“But the men marveled, saying, What manner of man is this, that even the winds and the sea obey Him!” (Matthew 8:27).
Waves large enough to cover a ship on a small lake in a short time could only have been generated by a tremendously powerful wind, and such a wind would require a mighty complex of forces in the atmosphere, triggered by the sun itself. Furthermore, even when the wind dies down, the waves will continue for a time. But suddenly both ceased at once, and “there was a great calm” (v.26). No known natural force could have produced such a phenomenon, yet there it was.
A man had simply spoken a word: “Peace, be still” (Mark 4:39). How could He control the sea? “The sea is His, and He made it” (Psalm 95:5)—that is how! And what about the stormy wind? God Himself “bringeth the wind out of His treasuries” (Psalm 135:7), even when need be, the “stormy wind fulfilling His word” (Psalm 148:8).

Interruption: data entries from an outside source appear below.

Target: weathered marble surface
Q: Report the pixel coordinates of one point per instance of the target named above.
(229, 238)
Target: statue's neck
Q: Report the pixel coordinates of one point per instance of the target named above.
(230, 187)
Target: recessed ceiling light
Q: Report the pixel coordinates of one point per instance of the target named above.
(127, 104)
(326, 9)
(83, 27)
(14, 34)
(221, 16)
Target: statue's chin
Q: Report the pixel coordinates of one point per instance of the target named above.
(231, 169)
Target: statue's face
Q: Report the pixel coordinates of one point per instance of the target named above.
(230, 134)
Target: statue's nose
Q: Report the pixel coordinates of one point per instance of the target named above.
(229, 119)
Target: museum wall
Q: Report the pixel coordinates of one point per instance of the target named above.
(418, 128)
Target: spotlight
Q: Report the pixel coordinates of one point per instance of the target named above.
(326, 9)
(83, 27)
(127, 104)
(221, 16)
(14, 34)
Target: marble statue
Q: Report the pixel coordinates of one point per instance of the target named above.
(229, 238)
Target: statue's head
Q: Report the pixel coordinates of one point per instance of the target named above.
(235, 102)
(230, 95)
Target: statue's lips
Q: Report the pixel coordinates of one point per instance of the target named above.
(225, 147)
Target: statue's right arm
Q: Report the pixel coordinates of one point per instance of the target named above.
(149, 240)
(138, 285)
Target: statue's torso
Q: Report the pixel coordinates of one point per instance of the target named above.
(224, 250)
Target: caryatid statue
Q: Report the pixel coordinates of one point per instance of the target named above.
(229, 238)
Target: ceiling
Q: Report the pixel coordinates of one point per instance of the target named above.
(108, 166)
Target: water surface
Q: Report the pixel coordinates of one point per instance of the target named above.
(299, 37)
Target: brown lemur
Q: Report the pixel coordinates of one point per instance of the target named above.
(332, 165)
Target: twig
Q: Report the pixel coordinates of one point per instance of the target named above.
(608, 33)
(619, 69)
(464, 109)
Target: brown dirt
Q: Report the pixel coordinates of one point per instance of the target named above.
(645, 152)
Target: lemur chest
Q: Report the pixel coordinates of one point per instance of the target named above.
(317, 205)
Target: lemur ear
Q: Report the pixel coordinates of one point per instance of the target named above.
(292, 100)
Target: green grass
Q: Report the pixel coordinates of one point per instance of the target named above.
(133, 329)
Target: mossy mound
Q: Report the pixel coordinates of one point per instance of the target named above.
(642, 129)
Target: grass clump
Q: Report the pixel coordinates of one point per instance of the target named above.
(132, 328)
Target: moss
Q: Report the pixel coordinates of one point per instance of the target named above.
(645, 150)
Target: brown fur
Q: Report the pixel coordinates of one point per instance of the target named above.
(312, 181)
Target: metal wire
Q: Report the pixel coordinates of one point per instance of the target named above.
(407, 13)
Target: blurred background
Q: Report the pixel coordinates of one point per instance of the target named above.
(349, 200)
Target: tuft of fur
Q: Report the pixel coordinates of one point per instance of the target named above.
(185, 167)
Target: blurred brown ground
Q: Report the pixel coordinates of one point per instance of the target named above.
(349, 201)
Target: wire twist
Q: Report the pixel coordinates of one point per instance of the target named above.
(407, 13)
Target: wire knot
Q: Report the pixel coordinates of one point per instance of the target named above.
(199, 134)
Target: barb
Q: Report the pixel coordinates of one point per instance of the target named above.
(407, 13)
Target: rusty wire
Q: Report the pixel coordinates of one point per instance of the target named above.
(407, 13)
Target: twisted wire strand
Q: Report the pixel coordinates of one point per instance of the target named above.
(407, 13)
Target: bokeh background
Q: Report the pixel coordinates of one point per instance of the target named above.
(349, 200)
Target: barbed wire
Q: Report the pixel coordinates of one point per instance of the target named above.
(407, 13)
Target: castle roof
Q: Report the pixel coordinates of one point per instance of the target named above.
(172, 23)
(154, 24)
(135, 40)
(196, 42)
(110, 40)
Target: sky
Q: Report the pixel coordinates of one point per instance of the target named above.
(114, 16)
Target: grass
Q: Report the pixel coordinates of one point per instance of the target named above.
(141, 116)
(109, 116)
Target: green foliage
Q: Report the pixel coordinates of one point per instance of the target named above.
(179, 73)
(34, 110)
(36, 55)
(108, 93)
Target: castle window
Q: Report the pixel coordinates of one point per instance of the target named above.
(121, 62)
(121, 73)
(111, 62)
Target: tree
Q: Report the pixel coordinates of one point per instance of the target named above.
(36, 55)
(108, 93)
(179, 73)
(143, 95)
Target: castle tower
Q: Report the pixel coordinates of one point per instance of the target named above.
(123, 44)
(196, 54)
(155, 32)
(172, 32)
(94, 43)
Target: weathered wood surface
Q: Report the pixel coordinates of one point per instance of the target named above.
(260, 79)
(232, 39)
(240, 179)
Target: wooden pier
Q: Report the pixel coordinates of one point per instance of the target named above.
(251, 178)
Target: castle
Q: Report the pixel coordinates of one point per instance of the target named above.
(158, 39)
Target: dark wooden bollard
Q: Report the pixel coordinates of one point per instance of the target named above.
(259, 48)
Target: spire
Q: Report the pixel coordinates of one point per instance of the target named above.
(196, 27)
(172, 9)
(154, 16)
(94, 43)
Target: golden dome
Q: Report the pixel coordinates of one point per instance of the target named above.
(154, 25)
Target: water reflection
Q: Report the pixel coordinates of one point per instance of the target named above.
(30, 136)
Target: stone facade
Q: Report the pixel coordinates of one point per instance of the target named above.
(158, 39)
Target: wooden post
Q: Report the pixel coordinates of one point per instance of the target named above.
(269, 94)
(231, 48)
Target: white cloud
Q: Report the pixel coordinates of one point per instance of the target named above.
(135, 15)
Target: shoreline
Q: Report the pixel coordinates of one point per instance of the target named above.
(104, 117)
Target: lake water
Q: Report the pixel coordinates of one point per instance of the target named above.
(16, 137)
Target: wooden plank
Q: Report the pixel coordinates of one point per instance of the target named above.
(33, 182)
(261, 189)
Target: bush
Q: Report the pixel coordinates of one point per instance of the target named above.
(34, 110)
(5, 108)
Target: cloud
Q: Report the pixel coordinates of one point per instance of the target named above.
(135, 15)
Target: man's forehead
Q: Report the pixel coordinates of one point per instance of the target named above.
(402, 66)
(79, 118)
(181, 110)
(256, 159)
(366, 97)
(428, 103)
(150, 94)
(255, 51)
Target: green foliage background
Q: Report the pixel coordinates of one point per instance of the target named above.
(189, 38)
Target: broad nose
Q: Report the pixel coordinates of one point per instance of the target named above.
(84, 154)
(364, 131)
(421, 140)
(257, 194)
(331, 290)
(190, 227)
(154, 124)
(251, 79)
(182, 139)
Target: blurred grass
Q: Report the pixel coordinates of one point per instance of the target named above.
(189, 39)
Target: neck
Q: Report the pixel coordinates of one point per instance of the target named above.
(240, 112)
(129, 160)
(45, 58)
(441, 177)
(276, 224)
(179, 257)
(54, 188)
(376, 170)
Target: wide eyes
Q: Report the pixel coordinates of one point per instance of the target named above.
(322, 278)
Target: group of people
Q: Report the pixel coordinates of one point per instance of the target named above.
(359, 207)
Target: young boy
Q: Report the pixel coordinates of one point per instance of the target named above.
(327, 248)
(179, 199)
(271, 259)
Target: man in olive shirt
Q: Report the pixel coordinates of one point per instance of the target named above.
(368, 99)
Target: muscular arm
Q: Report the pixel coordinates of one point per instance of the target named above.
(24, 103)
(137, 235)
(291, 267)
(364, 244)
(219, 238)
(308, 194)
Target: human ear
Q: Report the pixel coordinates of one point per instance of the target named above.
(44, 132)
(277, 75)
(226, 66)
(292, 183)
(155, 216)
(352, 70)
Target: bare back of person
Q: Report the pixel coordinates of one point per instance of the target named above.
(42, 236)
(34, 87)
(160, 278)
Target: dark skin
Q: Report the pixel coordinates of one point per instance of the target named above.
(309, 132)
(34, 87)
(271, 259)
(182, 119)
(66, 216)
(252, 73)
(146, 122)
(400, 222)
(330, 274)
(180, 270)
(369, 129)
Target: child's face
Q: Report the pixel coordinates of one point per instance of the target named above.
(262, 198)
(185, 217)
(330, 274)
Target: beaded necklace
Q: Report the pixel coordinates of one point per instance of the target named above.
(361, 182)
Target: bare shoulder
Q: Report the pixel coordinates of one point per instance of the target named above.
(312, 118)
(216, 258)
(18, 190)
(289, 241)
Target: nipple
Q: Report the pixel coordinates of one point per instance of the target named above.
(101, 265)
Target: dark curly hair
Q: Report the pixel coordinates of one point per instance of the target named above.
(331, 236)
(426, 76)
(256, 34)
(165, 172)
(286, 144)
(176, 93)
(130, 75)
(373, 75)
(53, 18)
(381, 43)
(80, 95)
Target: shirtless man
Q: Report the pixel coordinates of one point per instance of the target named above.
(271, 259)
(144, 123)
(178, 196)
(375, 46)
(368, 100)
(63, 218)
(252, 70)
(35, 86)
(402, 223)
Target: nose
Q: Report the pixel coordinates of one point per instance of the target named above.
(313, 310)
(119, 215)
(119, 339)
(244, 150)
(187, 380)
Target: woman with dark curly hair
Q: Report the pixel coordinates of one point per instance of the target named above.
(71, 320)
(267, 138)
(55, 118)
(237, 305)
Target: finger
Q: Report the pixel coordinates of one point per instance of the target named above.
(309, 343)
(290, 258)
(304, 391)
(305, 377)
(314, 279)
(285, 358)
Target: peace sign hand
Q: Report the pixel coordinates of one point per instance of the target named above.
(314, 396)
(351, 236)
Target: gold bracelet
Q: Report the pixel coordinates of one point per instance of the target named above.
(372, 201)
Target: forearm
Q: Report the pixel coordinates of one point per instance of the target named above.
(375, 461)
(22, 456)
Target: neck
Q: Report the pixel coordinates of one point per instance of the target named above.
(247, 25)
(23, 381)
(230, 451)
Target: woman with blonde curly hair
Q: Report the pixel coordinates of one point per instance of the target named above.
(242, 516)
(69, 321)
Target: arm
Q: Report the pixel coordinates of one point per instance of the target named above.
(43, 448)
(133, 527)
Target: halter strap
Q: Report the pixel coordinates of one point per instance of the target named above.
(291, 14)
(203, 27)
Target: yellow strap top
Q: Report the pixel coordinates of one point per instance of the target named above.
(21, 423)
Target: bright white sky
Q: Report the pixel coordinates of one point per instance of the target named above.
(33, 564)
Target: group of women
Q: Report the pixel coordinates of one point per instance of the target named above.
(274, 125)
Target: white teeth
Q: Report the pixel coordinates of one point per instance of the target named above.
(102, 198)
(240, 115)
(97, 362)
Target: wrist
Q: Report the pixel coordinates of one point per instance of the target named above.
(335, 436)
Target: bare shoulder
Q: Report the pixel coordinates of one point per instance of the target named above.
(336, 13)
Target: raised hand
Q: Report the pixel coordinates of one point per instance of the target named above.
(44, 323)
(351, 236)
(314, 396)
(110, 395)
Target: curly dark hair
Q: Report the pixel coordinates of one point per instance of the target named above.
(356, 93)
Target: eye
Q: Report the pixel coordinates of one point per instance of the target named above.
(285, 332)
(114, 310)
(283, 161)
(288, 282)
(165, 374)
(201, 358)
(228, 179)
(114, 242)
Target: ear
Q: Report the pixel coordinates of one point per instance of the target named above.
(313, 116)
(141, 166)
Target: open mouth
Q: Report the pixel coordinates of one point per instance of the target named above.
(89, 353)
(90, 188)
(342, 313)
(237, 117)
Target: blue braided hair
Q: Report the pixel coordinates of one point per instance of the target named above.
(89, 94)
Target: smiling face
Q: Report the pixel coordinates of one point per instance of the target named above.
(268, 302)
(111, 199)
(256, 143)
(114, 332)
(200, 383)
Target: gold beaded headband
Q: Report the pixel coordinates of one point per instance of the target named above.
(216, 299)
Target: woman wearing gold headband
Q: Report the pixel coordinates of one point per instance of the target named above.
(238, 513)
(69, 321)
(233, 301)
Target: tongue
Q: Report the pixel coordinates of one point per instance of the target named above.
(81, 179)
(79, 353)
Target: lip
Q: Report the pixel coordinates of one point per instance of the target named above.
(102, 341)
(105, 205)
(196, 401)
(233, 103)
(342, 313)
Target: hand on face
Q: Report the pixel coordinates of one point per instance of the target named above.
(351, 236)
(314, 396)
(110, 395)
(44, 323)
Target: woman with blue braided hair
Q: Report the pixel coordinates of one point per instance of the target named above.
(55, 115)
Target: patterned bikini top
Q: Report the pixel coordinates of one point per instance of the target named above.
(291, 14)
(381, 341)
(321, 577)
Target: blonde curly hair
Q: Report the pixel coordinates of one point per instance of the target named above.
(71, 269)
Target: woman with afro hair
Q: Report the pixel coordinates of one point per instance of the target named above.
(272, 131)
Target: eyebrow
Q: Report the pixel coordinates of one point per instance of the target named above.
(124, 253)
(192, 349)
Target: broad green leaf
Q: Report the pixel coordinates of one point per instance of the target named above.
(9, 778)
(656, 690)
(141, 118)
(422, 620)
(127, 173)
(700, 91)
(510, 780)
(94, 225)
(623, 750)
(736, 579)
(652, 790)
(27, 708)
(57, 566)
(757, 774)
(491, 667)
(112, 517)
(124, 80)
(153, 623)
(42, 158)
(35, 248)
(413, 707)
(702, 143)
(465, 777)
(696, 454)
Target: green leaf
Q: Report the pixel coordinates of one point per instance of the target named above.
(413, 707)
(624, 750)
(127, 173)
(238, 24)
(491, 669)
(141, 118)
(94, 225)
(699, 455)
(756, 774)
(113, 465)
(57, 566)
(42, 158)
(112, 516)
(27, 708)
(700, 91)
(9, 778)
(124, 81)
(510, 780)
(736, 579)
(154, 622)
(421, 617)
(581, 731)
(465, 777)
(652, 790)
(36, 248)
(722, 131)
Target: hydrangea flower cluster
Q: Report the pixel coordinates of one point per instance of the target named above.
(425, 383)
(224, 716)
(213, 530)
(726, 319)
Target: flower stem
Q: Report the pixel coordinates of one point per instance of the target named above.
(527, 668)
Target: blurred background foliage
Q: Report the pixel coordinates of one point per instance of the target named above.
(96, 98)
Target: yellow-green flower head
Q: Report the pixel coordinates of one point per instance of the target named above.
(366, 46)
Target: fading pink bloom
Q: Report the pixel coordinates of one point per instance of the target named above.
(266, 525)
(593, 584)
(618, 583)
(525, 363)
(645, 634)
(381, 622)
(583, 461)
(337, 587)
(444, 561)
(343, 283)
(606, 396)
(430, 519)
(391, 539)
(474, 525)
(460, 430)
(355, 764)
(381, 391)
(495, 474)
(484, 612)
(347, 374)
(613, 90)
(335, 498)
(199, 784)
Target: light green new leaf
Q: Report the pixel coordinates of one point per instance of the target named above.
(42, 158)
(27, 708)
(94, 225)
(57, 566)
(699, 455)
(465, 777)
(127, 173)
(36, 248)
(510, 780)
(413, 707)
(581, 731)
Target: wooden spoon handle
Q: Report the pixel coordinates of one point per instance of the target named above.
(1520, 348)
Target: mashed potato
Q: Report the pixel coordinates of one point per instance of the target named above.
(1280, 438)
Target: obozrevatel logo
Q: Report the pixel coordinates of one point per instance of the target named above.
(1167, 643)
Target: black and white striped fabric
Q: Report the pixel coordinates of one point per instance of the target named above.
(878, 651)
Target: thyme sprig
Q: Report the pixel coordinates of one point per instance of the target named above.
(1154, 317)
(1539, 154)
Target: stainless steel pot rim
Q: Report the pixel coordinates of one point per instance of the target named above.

God can use the storms of life to cause us to call on Him for deliverance. “For He commendeth, and raiseth the stormy wind, which lifteth up the waves thereof. . . . Then they cry unto the LORD in their trouble, and He bringeth them out of their distresses. He maketh the storm a calm, so that the waves thereof are still” (Psalm 107:25,28,29).
What manner of man can do such things? Only the God/Man, Jesus Christ. He is the omnipotent, living word, the “Creator of the ends of the earth” (Isaiah 40:28). It is He by whom “were all things created,” and it therefore follows that “by Him all things consist” (Colossians 1:16,17). “For in Him we live, and move, and have our being” (Acts 17:28).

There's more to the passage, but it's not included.